El campo español envejece: edad media de 62 años y sin relevo
España exporta alimentos por todo el mundo, pero quien los produce roza los 62 años de media. El relevo generacional no llega: en una década, el 70% de los agricultores estará jubilado. La agricultura no se muere de repente: se muere de jubilación.

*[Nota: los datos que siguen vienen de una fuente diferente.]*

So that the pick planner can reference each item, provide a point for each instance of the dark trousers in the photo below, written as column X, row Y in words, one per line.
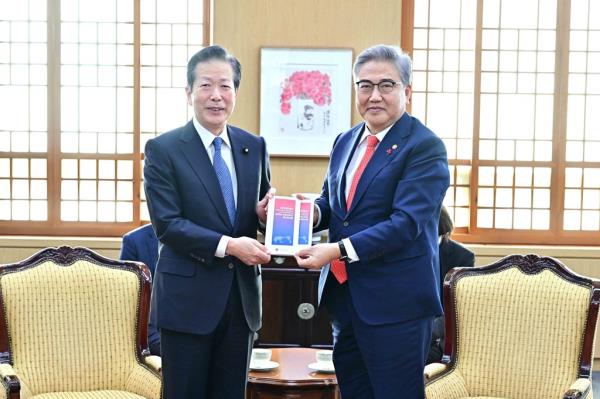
column 213, row 366
column 376, row 361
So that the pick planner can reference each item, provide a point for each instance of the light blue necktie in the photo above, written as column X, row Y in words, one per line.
column 224, row 178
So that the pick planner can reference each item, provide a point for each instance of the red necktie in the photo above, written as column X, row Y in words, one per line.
column 338, row 267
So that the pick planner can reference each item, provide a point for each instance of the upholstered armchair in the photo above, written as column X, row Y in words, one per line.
column 520, row 328
column 73, row 325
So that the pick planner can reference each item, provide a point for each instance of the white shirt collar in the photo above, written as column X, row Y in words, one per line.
column 207, row 137
column 380, row 135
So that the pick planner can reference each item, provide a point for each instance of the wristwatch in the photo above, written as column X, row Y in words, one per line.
column 343, row 253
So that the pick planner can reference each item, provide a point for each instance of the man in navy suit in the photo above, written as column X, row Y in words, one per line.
column 381, row 201
column 141, row 245
column 203, row 182
column 452, row 254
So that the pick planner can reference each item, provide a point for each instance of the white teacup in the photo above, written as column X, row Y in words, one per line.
column 260, row 355
column 324, row 356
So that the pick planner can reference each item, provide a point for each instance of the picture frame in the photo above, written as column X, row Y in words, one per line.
column 305, row 99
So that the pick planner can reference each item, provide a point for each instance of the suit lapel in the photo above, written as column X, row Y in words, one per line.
column 386, row 151
column 243, row 166
column 345, row 161
column 193, row 149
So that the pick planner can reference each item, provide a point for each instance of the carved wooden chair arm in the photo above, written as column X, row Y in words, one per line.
column 579, row 390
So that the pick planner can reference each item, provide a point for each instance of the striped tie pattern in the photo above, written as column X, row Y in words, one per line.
column 338, row 267
column 224, row 178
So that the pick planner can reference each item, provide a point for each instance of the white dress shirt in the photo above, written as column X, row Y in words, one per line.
column 351, row 170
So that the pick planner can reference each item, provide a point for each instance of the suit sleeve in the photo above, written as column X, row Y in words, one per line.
column 265, row 178
column 418, row 193
column 164, row 205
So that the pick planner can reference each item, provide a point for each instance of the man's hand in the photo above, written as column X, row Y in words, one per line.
column 317, row 256
column 263, row 204
column 248, row 250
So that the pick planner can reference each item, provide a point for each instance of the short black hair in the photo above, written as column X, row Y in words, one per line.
column 445, row 225
column 210, row 53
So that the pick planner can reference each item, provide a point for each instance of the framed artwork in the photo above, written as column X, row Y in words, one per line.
column 305, row 99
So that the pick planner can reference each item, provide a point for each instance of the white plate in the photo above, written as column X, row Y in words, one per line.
column 322, row 367
column 263, row 366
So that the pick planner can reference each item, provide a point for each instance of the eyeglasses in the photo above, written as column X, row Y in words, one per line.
column 385, row 86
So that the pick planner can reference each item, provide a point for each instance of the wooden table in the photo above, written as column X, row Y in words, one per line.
column 292, row 379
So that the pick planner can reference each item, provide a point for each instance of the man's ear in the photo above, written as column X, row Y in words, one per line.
column 188, row 93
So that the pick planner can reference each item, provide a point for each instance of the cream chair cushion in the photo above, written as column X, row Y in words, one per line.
column 73, row 330
column 518, row 335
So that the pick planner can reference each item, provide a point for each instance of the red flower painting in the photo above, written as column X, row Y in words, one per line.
column 305, row 84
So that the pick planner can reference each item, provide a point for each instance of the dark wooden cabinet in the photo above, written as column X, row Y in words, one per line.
column 290, row 316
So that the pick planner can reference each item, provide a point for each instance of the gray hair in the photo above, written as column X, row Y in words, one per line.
column 392, row 54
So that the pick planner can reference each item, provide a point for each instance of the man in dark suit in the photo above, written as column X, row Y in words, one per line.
column 141, row 245
column 381, row 201
column 452, row 254
column 203, row 182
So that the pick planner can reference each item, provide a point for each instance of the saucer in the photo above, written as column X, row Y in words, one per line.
column 263, row 366
column 322, row 367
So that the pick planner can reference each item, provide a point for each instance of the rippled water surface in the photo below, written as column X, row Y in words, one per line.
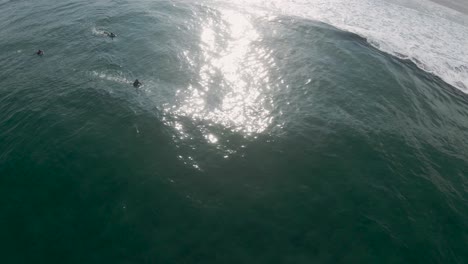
column 264, row 132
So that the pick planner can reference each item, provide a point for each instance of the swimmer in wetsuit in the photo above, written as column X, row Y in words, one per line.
column 136, row 83
column 110, row 34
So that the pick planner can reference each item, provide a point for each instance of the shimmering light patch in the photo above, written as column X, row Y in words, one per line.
column 232, row 87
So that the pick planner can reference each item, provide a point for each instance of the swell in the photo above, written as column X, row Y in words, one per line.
column 429, row 35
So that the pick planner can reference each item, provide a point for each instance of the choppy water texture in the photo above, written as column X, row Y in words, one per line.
column 263, row 132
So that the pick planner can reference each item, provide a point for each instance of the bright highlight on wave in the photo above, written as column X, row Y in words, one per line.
column 432, row 36
column 232, row 86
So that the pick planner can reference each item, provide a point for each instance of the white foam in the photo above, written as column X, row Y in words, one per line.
column 432, row 36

Los datos no dan para el optimismo
Según los datos que maneja SOS Rural, la edad media del agricultor español es de 62 años. Los mayores de 65 gestionan, en su mayoría, explotaciones de menos de 8.000 euros de dimensión económica: justo las más frágiles. El Censo Agrario ya refleja la tendencia: en la última década se perdieron un 7,6% de explotaciones, hasta quedarse en 914.871.
Los programas autonómicos de incorporación de jóvenes existen, pero se apoyan sobre todo en subvenciones. Y las subvenciones, se sabe, no siempre aterrizan en quien conduce el tractor: hay quien se da de alta como joven agricultor sin distinguir el trigo de la cebada.
Por qué no hay relevo
Las explicaciones se reparten entre la política comercial y la sangría demográfica. Por un lado, la importación sin las mismas exigencias laborales y fitosanitarias que se exigen al productor local abarata la cesta y aprieta los márgenes del agricultor español. Por otro, el pueblo no ofrece proyecto de vida: la emigración de las mujeres es el agujero que nadie cierra, porque sin ellas no hay hijos, y sin hijos no hay futuro agrícola.
Hasta la Guardia Civil se ha convertido en un personaje de la trama: en época de cosecha controla que los jubilados no trabajen sus propias tierras. Si lo hacen, multa y riesgo de perder la pensión. Así que al abuelo que ya se retiró ni siquiera le dejan escapar para buscar espárragos.
Un sector que se apaga
El resultado es un campo a dos velocidades: grandes superficies intensivas compitiendo en precio y un minifundio que desaparece sin hacer ruido. Cada explotación que se cierra es un pueblo que pierde su último pulso. Y cuando falte el suministro, nadie va a poder decir que no se vio venir.
¿Planificación deliberada o dejadez estructural? Los que más saben del terreno se inclinan por lo primero. Lo que no se discute es el calendario: el reloj corre y no hay tractor joven esperando en la puerta.